From the United press release, here are their details- I’m bolding what I consider most important to you:

Customers choosing to purchase a Basic Economy fare will be seated in the main United Economy cabin.

  • Economy seating: Customers with Basic Economy reservations will be seated in the United Economy® cabin, which remains unchanged.
  • Checked baggage: Checked baggage policies remain the same as our standard United Economy fares, and baggage benefits for MileagePlus Premier members and primary cardmembers of a qualifying MileagePlus credit card still apply.
  • Inflight options: Onboard food, beverage and entertainment options remain unchanged.
  • Award miles: MileagePlus program members will still earn award miles.

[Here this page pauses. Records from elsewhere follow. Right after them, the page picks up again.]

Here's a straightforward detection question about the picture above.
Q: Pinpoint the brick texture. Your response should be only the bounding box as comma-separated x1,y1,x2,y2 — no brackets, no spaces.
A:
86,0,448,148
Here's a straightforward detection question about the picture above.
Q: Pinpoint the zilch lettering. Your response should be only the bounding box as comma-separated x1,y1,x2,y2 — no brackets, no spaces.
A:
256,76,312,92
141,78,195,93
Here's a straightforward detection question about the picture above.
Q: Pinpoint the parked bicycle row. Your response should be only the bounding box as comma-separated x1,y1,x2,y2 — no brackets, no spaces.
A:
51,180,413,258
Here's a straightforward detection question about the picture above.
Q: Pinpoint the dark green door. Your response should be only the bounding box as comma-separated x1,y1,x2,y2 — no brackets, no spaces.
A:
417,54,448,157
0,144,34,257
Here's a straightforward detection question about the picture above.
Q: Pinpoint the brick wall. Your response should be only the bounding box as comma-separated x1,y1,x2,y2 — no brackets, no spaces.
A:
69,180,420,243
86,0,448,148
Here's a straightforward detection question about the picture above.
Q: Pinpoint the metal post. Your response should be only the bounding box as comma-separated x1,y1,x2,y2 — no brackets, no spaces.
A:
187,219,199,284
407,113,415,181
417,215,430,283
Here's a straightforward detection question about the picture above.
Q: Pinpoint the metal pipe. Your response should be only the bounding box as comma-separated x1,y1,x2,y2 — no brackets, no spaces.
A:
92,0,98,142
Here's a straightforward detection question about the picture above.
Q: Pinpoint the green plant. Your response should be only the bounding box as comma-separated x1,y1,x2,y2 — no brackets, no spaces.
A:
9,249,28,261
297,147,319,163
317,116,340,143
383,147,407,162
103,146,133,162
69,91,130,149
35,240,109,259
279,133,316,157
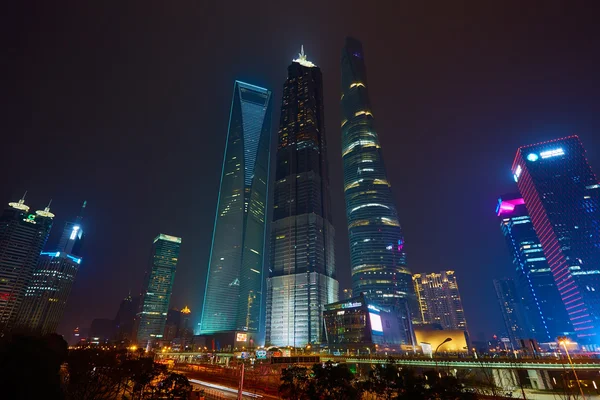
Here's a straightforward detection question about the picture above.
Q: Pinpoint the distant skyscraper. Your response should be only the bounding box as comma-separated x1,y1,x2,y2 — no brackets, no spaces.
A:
493,278,530,347
114,292,139,342
413,271,468,331
512,136,600,344
0,196,54,332
340,37,416,315
266,47,338,347
200,81,272,335
496,193,571,341
137,234,181,346
17,201,87,334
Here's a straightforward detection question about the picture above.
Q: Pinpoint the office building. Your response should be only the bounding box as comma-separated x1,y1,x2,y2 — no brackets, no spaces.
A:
340,37,416,317
114,292,139,342
496,193,571,341
266,47,338,347
200,81,272,334
512,136,600,344
323,294,411,354
0,196,54,332
493,278,531,347
136,234,181,347
17,202,86,334
413,271,468,331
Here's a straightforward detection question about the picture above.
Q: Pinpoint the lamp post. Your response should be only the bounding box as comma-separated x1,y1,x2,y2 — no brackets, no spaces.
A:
434,338,452,373
558,337,586,400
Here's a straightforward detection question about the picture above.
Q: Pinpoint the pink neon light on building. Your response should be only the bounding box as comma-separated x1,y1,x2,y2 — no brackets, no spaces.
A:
497,198,525,216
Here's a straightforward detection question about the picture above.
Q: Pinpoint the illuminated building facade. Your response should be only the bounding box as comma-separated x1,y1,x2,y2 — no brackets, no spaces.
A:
137,234,181,346
413,271,468,331
323,294,411,354
496,193,572,341
0,197,54,332
200,81,272,334
266,47,338,347
340,37,416,316
493,278,532,347
512,136,600,344
17,202,86,334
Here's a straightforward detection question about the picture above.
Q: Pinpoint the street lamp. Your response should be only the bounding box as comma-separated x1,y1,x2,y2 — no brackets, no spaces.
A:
434,338,452,373
558,337,586,400
435,338,453,356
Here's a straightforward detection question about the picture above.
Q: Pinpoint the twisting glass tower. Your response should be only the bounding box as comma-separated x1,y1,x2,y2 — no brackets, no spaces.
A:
266,47,338,347
200,81,272,334
341,37,416,317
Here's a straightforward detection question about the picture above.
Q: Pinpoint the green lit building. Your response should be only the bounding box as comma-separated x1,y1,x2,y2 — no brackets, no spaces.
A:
137,233,181,347
200,81,272,334
0,196,54,333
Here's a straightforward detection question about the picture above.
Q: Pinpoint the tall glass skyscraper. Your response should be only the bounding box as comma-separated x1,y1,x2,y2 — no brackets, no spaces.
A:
493,278,531,347
496,193,572,341
266,47,338,347
341,37,416,314
200,81,272,334
17,202,87,334
0,196,54,332
512,136,600,344
137,233,181,346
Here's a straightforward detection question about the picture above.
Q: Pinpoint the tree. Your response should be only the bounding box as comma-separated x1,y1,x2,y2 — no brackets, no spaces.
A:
154,372,192,399
279,365,311,400
0,332,68,400
310,361,359,400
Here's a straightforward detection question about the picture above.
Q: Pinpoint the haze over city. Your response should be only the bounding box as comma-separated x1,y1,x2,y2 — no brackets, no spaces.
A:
4,0,600,342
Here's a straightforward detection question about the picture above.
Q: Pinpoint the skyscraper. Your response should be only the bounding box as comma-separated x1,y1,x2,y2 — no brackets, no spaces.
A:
512,136,600,344
496,193,571,341
266,47,338,347
137,233,181,346
413,271,468,331
200,81,272,334
340,37,416,315
493,278,530,347
17,202,87,334
0,196,54,332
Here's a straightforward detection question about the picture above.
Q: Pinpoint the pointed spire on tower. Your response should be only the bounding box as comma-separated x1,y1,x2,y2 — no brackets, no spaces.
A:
36,199,55,218
76,200,87,222
9,191,30,212
293,45,316,68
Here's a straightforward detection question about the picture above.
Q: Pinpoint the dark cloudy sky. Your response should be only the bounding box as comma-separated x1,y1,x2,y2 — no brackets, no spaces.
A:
3,1,600,340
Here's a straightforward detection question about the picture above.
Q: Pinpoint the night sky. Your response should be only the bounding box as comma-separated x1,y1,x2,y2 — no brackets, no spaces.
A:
4,1,600,340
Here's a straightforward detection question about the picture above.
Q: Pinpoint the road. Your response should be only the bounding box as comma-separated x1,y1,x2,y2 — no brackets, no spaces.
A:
189,378,280,400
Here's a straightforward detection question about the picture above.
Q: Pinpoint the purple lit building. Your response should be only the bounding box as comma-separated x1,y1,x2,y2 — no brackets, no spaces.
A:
511,136,600,345
496,193,572,342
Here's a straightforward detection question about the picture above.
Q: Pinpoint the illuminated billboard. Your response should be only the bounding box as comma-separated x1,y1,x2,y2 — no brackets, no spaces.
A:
369,312,383,333
236,333,248,342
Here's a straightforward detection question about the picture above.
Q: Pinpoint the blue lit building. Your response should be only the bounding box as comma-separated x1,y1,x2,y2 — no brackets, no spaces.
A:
137,234,181,347
266,47,338,347
512,136,600,345
340,37,416,316
493,278,535,347
200,81,272,335
0,196,54,332
17,202,86,334
496,193,572,342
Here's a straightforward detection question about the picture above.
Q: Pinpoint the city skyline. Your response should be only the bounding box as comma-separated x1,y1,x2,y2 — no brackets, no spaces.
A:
5,2,600,339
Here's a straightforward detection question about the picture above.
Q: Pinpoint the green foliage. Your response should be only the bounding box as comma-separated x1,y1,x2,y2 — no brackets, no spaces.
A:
280,361,359,400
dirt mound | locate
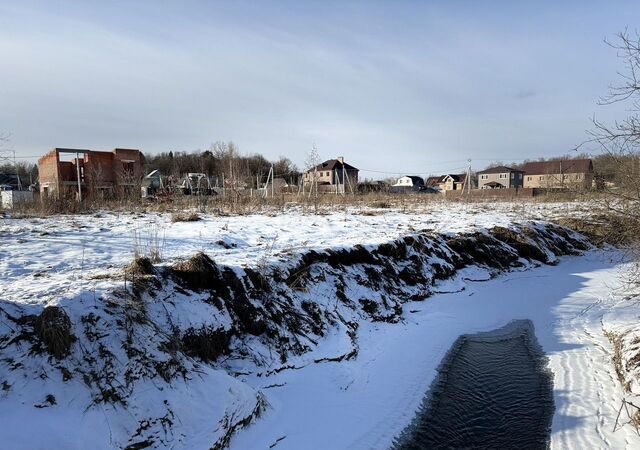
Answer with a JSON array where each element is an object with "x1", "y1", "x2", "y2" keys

Basic Economy fares have some important, additional restrictions compared to standard United Economy fares including:

  • Seat assignments will be automatically assigned prior to boarding. Customers traveling together, including families, will not be able to sit together.
  • Carry-on bags limited to one personal item, unless the customer is a MileagePlus Premier member, or companion traveling on the same reservation, a primary cardmember of a qualifying MileagePlus credit card, or Star Alliance Gold member. Full-sized carry-on bags will not be allowed on board but will be allowed to be checked for the regular $25 checked baggage fee in the airport lobby.
  • No voluntary ticket changes. Refunds are allowed only as stated in the United 24-hour flexible booking policy.
  • MileagePlus program members will earn award miles; however they will not earn Premier qualifying credit (miles, segments, or dollars), or lifetime miles, and no contribution to the four segment minimum. 
  • Customers will not be eligible for United Economy Plus or premium cabin upgrades.
  • Customers will board in the last boarding group (currently Group 5) unless a MileagePlus Premier member, or companion traveling on the same reservation, a primary cardmember of a qualifying MileagePlus credit card, or Star Alliance Gold member.

Worth it?  If you are reading MilesTalk, the answer is likely no. Not to save $17.  I consider the United flavor the worst of all – because you won’t earn any elite qualifying miles no matter what.  You’ll need to already have status to be able to stow a full size carry on bag – so you could make the argument that for an elite member the fare could make sense. EXCEPT that how will you re-qualify for next year when the fare doesn’t earn Premier Qualifying Miles?

 

Summary:  I hate these fares. I hate the concept and I hope this experiment fails. It was bad enough when airlines started to “unbundle” their fares – the industry jargon for getting rid of included luggage allowances and meals. But these super restrictive fares don’t save all that much and remove a ton of the dignity of flying altogether.  I won’t ever choose one and I kind of hope you won’t either.

What do you think? Would you buy Basic Economy fares?